After Dark; or, a Drama of London Life
Dion Boucicault, Based on Les Oiseaux de Proie by Eugène Grangé and Adolphe d’Ennery
The Phil Willmott Company
Irish playwright Dion Boucicault was the leading exponent of a long-forgotten art form known as the Victorian Sensation. These were unlikely melodramas featuring cliff-edge plots, clearly defined goodies and baddies and inevitably happy endings.
At their best, they kept delighted audiences on the edges of their seats, torn between laughter and horror as they watched handsome heroes and beautiful heroines losing fortunes and, prospectively their lives, in dramas featuring spectacular stage effects.
Phil Willmott has revived After Dark, a play which is based on Les Oiseaux de Proie, an earlier French piece by Eugène Grangé and Adolphe d’Ennery which enjoyed a very quiet 150th birthday last year, in a wildly enjoyable version that lasts just under two hours and takes liberties with the original that rarely impinge on the fun.

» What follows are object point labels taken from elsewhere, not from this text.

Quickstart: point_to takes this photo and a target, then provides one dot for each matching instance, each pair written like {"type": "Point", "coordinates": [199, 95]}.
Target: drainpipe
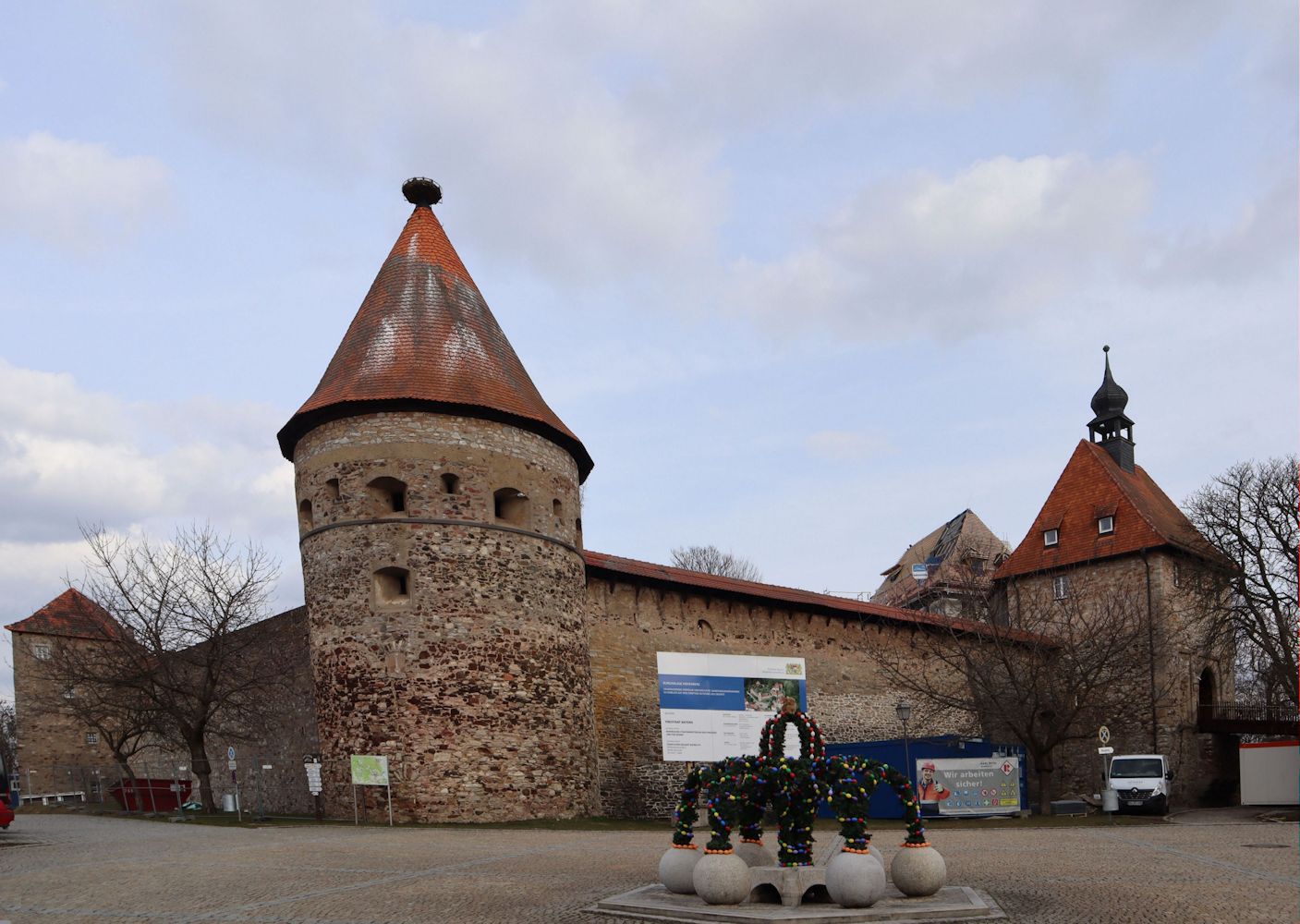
{"type": "Point", "coordinates": [1150, 655]}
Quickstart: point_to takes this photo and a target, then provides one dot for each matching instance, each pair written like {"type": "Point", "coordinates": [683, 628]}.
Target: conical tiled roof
{"type": "Point", "coordinates": [425, 339]}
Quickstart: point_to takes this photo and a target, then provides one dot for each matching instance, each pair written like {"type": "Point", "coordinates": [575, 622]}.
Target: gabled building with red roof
{"type": "Point", "coordinates": [51, 739]}
{"type": "Point", "coordinates": [1108, 531]}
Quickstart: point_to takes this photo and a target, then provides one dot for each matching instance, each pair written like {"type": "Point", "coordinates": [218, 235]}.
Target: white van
{"type": "Point", "coordinates": [1142, 783]}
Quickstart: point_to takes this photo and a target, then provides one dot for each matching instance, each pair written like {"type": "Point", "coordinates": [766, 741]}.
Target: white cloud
{"type": "Point", "coordinates": [69, 456]}
{"type": "Point", "coordinates": [561, 175]}
{"type": "Point", "coordinates": [77, 195]}
{"type": "Point", "coordinates": [848, 446]}
{"type": "Point", "coordinates": [946, 258]}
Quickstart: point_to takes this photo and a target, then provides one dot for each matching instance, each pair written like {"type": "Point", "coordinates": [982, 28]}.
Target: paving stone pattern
{"type": "Point", "coordinates": [57, 869]}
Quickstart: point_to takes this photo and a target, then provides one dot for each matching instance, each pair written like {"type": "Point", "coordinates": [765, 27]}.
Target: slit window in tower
{"type": "Point", "coordinates": [510, 505]}
{"type": "Point", "coordinates": [389, 495]}
{"type": "Point", "coordinates": [392, 585]}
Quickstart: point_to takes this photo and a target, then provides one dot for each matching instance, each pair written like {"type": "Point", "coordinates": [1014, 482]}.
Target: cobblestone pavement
{"type": "Point", "coordinates": [60, 869]}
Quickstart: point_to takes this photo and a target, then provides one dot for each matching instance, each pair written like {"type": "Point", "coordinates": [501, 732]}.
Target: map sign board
{"type": "Point", "coordinates": [714, 706]}
{"type": "Point", "coordinates": [970, 785]}
{"type": "Point", "coordinates": [370, 770]}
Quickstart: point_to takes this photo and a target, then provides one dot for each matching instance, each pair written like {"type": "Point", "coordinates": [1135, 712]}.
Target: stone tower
{"type": "Point", "coordinates": [440, 531]}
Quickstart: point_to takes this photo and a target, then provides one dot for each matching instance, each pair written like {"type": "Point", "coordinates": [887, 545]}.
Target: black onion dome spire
{"type": "Point", "coordinates": [1111, 399]}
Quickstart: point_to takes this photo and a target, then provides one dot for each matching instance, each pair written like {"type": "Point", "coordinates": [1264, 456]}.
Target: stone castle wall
{"type": "Point", "coordinates": [632, 621]}
{"type": "Point", "coordinates": [475, 681]}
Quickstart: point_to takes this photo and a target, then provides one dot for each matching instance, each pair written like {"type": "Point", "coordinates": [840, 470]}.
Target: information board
{"type": "Point", "coordinates": [370, 770]}
{"type": "Point", "coordinates": [970, 785]}
{"type": "Point", "coordinates": [714, 706]}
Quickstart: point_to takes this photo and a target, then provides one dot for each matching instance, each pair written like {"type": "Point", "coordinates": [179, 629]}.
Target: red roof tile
{"type": "Point", "coordinates": [70, 614]}
{"type": "Point", "coordinates": [1091, 486]}
{"type": "Point", "coordinates": [771, 593]}
{"type": "Point", "coordinates": [425, 338]}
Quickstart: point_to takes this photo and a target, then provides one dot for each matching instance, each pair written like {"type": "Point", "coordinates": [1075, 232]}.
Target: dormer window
{"type": "Point", "coordinates": [510, 505]}
{"type": "Point", "coordinates": [392, 587]}
{"type": "Point", "coordinates": [389, 495]}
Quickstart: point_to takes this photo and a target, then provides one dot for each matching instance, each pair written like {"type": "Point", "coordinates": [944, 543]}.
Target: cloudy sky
{"type": "Point", "coordinates": [808, 280]}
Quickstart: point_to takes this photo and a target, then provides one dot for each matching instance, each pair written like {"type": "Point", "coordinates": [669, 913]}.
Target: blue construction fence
{"type": "Point", "coordinates": [894, 751]}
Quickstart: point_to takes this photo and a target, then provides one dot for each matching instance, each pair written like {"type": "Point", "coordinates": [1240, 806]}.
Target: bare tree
{"type": "Point", "coordinates": [712, 560]}
{"type": "Point", "coordinates": [1044, 671]}
{"type": "Point", "coordinates": [1249, 514]}
{"type": "Point", "coordinates": [184, 661]}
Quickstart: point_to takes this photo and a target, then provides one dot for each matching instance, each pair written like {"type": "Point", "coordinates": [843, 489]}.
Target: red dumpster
{"type": "Point", "coordinates": [147, 796]}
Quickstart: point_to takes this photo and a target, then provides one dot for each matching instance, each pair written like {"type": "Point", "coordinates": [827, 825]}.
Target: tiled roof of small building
{"type": "Point", "coordinates": [949, 553]}
{"type": "Point", "coordinates": [1092, 486]}
{"type": "Point", "coordinates": [70, 614]}
{"type": "Point", "coordinates": [424, 338]}
{"type": "Point", "coordinates": [772, 594]}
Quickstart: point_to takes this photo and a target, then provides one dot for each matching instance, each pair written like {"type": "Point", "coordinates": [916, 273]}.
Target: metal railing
{"type": "Point", "coordinates": [1248, 718]}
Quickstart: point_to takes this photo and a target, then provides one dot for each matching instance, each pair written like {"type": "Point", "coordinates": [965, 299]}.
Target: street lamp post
{"type": "Point", "coordinates": [904, 711]}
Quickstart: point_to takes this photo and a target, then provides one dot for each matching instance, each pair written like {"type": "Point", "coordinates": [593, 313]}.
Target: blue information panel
{"type": "Point", "coordinates": [714, 706]}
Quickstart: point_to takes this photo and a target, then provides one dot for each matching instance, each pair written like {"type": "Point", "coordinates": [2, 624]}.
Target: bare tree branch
{"type": "Point", "coordinates": [712, 560]}
{"type": "Point", "coordinates": [1249, 514]}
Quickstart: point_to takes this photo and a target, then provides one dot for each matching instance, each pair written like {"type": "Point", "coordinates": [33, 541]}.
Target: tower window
{"type": "Point", "coordinates": [510, 505]}
{"type": "Point", "coordinates": [389, 495]}
{"type": "Point", "coordinates": [392, 585]}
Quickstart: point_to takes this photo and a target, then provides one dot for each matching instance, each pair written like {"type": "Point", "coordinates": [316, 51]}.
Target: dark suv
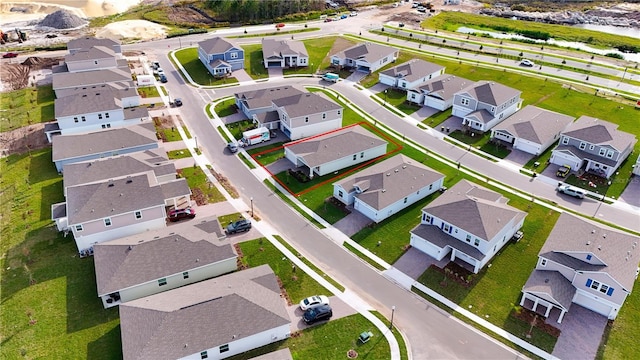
{"type": "Point", "coordinates": [319, 313]}
{"type": "Point", "coordinates": [239, 226]}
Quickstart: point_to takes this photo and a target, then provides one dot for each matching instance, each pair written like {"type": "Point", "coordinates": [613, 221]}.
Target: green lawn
{"type": "Point", "coordinates": [199, 184]}
{"type": "Point", "coordinates": [25, 107]}
{"type": "Point", "coordinates": [188, 57]}
{"type": "Point", "coordinates": [253, 61]}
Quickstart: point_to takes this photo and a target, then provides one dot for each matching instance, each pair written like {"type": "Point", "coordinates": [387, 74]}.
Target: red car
{"type": "Point", "coordinates": [179, 214]}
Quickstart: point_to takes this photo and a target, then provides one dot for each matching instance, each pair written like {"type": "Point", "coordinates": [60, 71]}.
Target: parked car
{"type": "Point", "coordinates": [180, 214]}
{"type": "Point", "coordinates": [313, 301]}
{"type": "Point", "coordinates": [571, 191]}
{"type": "Point", "coordinates": [563, 171]}
{"type": "Point", "coordinates": [526, 62]}
{"type": "Point", "coordinates": [239, 226]}
{"type": "Point", "coordinates": [313, 315]}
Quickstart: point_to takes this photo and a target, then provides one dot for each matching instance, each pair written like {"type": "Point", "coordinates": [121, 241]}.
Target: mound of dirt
{"type": "Point", "coordinates": [62, 19]}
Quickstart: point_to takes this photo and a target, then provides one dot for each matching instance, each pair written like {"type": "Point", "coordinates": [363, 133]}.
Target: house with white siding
{"type": "Point", "coordinates": [532, 129]}
{"type": "Point", "coordinates": [411, 74]}
{"type": "Point", "coordinates": [585, 263]}
{"type": "Point", "coordinates": [366, 57]}
{"type": "Point", "coordinates": [211, 319]}
{"type": "Point", "coordinates": [183, 254]}
{"type": "Point", "coordinates": [335, 150]}
{"type": "Point", "coordinates": [438, 92]}
{"type": "Point", "coordinates": [485, 104]}
{"type": "Point", "coordinates": [386, 188]}
{"type": "Point", "coordinates": [593, 145]}
{"type": "Point", "coordinates": [469, 223]}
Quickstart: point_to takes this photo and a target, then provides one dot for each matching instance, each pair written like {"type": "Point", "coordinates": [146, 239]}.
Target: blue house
{"type": "Point", "coordinates": [220, 56]}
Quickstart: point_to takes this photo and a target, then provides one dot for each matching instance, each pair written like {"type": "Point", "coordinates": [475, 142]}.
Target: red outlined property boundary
{"type": "Point", "coordinates": [364, 124]}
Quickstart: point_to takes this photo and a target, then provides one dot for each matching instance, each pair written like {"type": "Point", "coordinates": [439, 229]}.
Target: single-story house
{"type": "Point", "coordinates": [585, 263]}
{"type": "Point", "coordinates": [468, 222]}
{"type": "Point", "coordinates": [67, 149]}
{"type": "Point", "coordinates": [532, 129]}
{"type": "Point", "coordinates": [210, 319]}
{"type": "Point", "coordinates": [386, 188]}
{"type": "Point", "coordinates": [411, 74]}
{"type": "Point", "coordinates": [284, 53]}
{"type": "Point", "coordinates": [366, 57]}
{"type": "Point", "coordinates": [220, 56]}
{"type": "Point", "coordinates": [182, 254]}
{"type": "Point", "coordinates": [438, 92]}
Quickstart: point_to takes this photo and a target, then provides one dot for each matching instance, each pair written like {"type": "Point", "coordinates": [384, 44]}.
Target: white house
{"type": "Point", "coordinates": [411, 74]}
{"type": "Point", "coordinates": [593, 145]}
{"type": "Point", "coordinates": [307, 114]}
{"type": "Point", "coordinates": [467, 222]}
{"type": "Point", "coordinates": [532, 129]}
{"type": "Point", "coordinates": [438, 92]}
{"type": "Point", "coordinates": [284, 53]}
{"type": "Point", "coordinates": [585, 263]}
{"type": "Point", "coordinates": [183, 254]}
{"type": "Point", "coordinates": [366, 57]}
{"type": "Point", "coordinates": [211, 319]}
{"type": "Point", "coordinates": [386, 188]}
{"type": "Point", "coordinates": [336, 150]}
{"type": "Point", "coordinates": [67, 149]}
{"type": "Point", "coordinates": [485, 104]}
{"type": "Point", "coordinates": [103, 211]}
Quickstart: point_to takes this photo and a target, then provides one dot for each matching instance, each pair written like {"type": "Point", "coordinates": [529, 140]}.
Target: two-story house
{"type": "Point", "coordinates": [468, 222]}
{"type": "Point", "coordinates": [210, 319]}
{"type": "Point", "coordinates": [182, 254]}
{"type": "Point", "coordinates": [438, 92]}
{"type": "Point", "coordinates": [532, 129]}
{"type": "Point", "coordinates": [593, 145]}
{"type": "Point", "coordinates": [411, 74]}
{"type": "Point", "coordinates": [485, 104]}
{"type": "Point", "coordinates": [284, 53]}
{"type": "Point", "coordinates": [388, 187]}
{"type": "Point", "coordinates": [336, 150]}
{"type": "Point", "coordinates": [583, 263]}
{"type": "Point", "coordinates": [103, 211]}
{"type": "Point", "coordinates": [307, 114]}
{"type": "Point", "coordinates": [366, 57]}
{"type": "Point", "coordinates": [220, 56]}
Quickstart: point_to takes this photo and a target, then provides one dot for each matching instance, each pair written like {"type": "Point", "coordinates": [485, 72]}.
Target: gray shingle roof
{"type": "Point", "coordinates": [179, 322]}
{"type": "Point", "coordinates": [77, 145]}
{"type": "Point", "coordinates": [599, 132]}
{"type": "Point", "coordinates": [281, 48]}
{"type": "Point", "coordinates": [444, 86]}
{"type": "Point", "coordinates": [413, 70]}
{"type": "Point", "coordinates": [619, 251]}
{"type": "Point", "coordinates": [535, 124]}
{"type": "Point", "coordinates": [370, 52]}
{"type": "Point", "coordinates": [335, 145]}
{"type": "Point", "coordinates": [216, 45]}
{"type": "Point", "coordinates": [390, 180]}
{"type": "Point", "coordinates": [101, 200]}
{"type": "Point", "coordinates": [306, 104]}
{"type": "Point", "coordinates": [551, 286]}
{"type": "Point", "coordinates": [475, 209]}
{"type": "Point", "coordinates": [117, 167]}
{"type": "Point", "coordinates": [490, 92]}
{"type": "Point", "coordinates": [141, 258]}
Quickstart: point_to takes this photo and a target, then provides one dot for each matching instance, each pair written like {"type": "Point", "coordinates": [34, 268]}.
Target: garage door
{"type": "Point", "coordinates": [590, 303]}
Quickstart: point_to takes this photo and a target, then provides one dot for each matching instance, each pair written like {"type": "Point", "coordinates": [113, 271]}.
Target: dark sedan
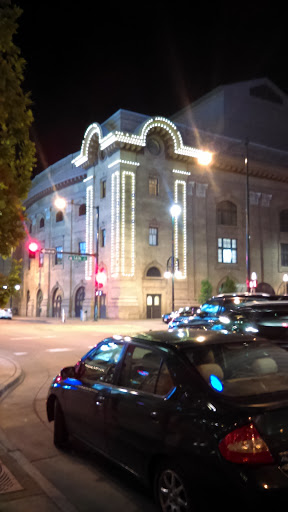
{"type": "Point", "coordinates": [179, 409]}
{"type": "Point", "coordinates": [266, 319]}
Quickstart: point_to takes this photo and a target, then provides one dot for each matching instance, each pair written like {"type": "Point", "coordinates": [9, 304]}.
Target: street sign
{"type": "Point", "coordinates": [77, 257]}
{"type": "Point", "coordinates": [48, 251]}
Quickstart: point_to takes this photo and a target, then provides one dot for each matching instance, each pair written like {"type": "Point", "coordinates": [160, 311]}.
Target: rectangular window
{"type": "Point", "coordinates": [153, 236]}
{"type": "Point", "coordinates": [153, 186]}
{"type": "Point", "coordinates": [59, 255]}
{"type": "Point", "coordinates": [227, 250]}
{"type": "Point", "coordinates": [284, 255]}
{"type": "Point", "coordinates": [82, 247]}
{"type": "Point", "coordinates": [103, 237]}
{"type": "Point", "coordinates": [103, 188]}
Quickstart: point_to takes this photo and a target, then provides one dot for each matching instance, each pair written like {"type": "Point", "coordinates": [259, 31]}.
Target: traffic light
{"type": "Point", "coordinates": [100, 277]}
{"type": "Point", "coordinates": [33, 247]}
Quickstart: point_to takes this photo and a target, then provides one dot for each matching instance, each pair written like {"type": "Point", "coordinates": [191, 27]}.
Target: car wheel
{"type": "Point", "coordinates": [60, 429]}
{"type": "Point", "coordinates": [171, 489]}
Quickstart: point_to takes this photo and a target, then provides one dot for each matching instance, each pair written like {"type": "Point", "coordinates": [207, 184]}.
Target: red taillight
{"type": "Point", "coordinates": [245, 446]}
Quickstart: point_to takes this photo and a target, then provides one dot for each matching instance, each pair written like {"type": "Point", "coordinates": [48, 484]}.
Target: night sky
{"type": "Point", "coordinates": [87, 60]}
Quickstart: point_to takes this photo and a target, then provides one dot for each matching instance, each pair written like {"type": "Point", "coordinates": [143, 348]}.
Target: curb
{"type": "Point", "coordinates": [12, 381]}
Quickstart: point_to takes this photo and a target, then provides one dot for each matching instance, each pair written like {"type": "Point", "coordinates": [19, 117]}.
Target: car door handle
{"type": "Point", "coordinates": [100, 400]}
{"type": "Point", "coordinates": [154, 415]}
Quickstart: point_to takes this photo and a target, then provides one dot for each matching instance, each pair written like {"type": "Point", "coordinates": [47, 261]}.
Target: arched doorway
{"type": "Point", "coordinates": [39, 299]}
{"type": "Point", "coordinates": [56, 303]}
{"type": "Point", "coordinates": [79, 298]}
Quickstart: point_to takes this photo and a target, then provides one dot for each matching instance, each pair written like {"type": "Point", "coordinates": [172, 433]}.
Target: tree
{"type": "Point", "coordinates": [229, 286]}
{"type": "Point", "coordinates": [206, 291]}
{"type": "Point", "coordinates": [17, 151]}
{"type": "Point", "coordinates": [8, 283]}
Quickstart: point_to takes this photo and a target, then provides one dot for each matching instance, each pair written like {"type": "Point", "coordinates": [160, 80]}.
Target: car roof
{"type": "Point", "coordinates": [185, 337]}
{"type": "Point", "coordinates": [240, 294]}
{"type": "Point", "coordinates": [277, 304]}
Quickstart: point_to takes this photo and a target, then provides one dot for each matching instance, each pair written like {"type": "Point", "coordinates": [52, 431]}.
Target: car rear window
{"type": "Point", "coordinates": [242, 369]}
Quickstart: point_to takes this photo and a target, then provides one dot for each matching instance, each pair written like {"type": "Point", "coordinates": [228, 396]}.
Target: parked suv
{"type": "Point", "coordinates": [210, 311]}
{"type": "Point", "coordinates": [268, 319]}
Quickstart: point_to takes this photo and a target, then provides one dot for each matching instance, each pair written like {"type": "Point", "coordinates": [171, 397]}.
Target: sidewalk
{"type": "Point", "coordinates": [22, 487]}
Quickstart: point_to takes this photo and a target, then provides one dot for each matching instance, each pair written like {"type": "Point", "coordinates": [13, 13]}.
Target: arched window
{"type": "Point", "coordinates": [284, 221]}
{"type": "Point", "coordinates": [227, 213]}
{"type": "Point", "coordinates": [82, 209]}
{"type": "Point", "coordinates": [153, 272]}
{"type": "Point", "coordinates": [59, 216]}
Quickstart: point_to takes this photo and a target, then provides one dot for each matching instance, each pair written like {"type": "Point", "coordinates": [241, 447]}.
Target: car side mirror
{"type": "Point", "coordinates": [79, 369]}
{"type": "Point", "coordinates": [68, 371]}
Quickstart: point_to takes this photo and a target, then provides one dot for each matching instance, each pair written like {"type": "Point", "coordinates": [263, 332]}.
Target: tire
{"type": "Point", "coordinates": [60, 430]}
{"type": "Point", "coordinates": [172, 492]}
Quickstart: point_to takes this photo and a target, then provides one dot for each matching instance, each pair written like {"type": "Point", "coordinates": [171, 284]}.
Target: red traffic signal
{"type": "Point", "coordinates": [100, 277]}
{"type": "Point", "coordinates": [33, 247]}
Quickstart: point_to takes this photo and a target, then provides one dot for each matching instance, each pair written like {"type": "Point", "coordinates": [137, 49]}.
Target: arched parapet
{"type": "Point", "coordinates": [164, 125]}
{"type": "Point", "coordinates": [93, 140]}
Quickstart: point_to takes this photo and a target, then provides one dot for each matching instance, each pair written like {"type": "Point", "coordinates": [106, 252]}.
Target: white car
{"type": "Point", "coordinates": [6, 313]}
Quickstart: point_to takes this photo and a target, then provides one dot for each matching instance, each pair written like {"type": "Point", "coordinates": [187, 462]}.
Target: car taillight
{"type": "Point", "coordinates": [245, 446]}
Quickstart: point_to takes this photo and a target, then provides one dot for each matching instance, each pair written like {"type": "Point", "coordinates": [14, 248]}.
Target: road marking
{"type": "Point", "coordinates": [57, 349]}
{"type": "Point", "coordinates": [26, 338]}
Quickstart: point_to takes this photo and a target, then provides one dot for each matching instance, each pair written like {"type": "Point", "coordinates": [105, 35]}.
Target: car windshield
{"type": "Point", "coordinates": [242, 369]}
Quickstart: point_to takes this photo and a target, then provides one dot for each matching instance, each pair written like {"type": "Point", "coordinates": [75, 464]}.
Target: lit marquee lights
{"type": "Point", "coordinates": [89, 231]}
{"type": "Point", "coordinates": [183, 260]}
{"type": "Point", "coordinates": [125, 177]}
{"type": "Point", "coordinates": [126, 162]}
{"type": "Point", "coordinates": [203, 157]}
{"type": "Point", "coordinates": [115, 223]}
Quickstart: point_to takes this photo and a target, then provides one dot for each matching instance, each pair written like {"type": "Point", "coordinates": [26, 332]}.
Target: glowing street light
{"type": "Point", "coordinates": [60, 203]}
{"type": "Point", "coordinates": [285, 280]}
{"type": "Point", "coordinates": [175, 211]}
{"type": "Point", "coordinates": [205, 158]}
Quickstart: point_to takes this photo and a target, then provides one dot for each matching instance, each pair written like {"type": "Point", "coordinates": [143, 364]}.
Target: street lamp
{"type": "Point", "coordinates": [253, 282]}
{"type": "Point", "coordinates": [285, 280]}
{"type": "Point", "coordinates": [61, 204]}
{"type": "Point", "coordinates": [175, 211]}
{"type": "Point", "coordinates": [247, 220]}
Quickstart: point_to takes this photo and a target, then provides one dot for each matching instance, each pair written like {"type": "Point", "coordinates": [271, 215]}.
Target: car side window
{"type": "Point", "coordinates": [101, 362]}
{"type": "Point", "coordinates": [143, 369]}
{"type": "Point", "coordinates": [210, 308]}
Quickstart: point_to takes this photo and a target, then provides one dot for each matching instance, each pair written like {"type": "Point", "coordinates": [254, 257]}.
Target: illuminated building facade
{"type": "Point", "coordinates": [119, 189]}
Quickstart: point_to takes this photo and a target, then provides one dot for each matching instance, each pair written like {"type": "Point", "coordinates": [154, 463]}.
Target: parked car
{"type": "Point", "coordinates": [182, 314]}
{"type": "Point", "coordinates": [266, 319]}
{"type": "Point", "coordinates": [209, 312]}
{"type": "Point", "coordinates": [179, 409]}
{"type": "Point", "coordinates": [185, 312]}
{"type": "Point", "coordinates": [6, 313]}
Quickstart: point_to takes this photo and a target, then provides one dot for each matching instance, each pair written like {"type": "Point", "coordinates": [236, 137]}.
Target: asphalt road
{"type": "Point", "coordinates": [84, 481]}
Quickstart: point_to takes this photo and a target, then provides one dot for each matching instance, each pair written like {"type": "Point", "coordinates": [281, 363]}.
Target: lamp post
{"type": "Point", "coordinates": [61, 203]}
{"type": "Point", "coordinates": [175, 211]}
{"type": "Point", "coordinates": [285, 280]}
{"type": "Point", "coordinates": [247, 220]}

He also expertly manipulates a cast of 12 on the tiny Finborough stage, props designed by Hannah Postlethwaite largely restricted to two mobile arches that rarely remain in place for more than a minute or two. Colour is provided by costumes, which look authentic but were almost certainly sewn together on a shoestring by Penn O’Gara.
The evening opens with a tragedy, as Jemima Watling’s Eliza watches her father killed by an underground train on the Metropolitan Line in full view of Queen Victoria and Britannia.
Cut to a marriage between Eliza and Jonathan le Billon as the penniless aristocrat George Medhurst, not only a drunkard but also an inveterate gambler.
Despite (or actually because of) a generous inheritance on this occasion, the path of true love will never run smoothly in one of these dramas and, right on cue, the deliciously malign Victoria Jeffrey appears in the guise of London’s Queen of Crime, Dicey Morris, a rough diamond given to hilarious malapropisms.
This proper Madam runs a riverside gambling den, frisking the wealthy with the assistance of a team of unfortunate women, happily represented by a trio of musicians (Gabi King, Rosa Lennox and Helen Potter) who enliven the evening with a series of traditional music hall songs.
While Dicey might seem to be the epitome of evil, she has competition in the form of Chandos Bellingham, the excellent Toby Wynn-Davies portraying a lawyer so crooked that he has already been condemned to death, should the authorities in Tasmania ever track him down.
All of these ingredients contribute to a constantly twisting, consistently preposterous plot that builds to an uncharacteristic climax, in that it is not a pretty lady but loyal lawyer’s clerk Gordon Chumley played by Tom Fyans who, at the moment that he attempts to save the maltreated (including his own lady love played by Jazz Sanders) from the forces of greed, seems destined to be killed by a cleverly envisioned train, one of several impressive low-budget special effects.
The only surprise in the evening’s dénouement is that the bobby on the beat doesn’t manage to marry one of the musicians (or maybe Queen Victoria), given the tenor of everything else going on.
With the assistance of a cast, every one of whom is willing to overact whenever required by the script, Phil Willmott has created a delightful, atmospheric entertainment that is well worth a trip down to Earls Court.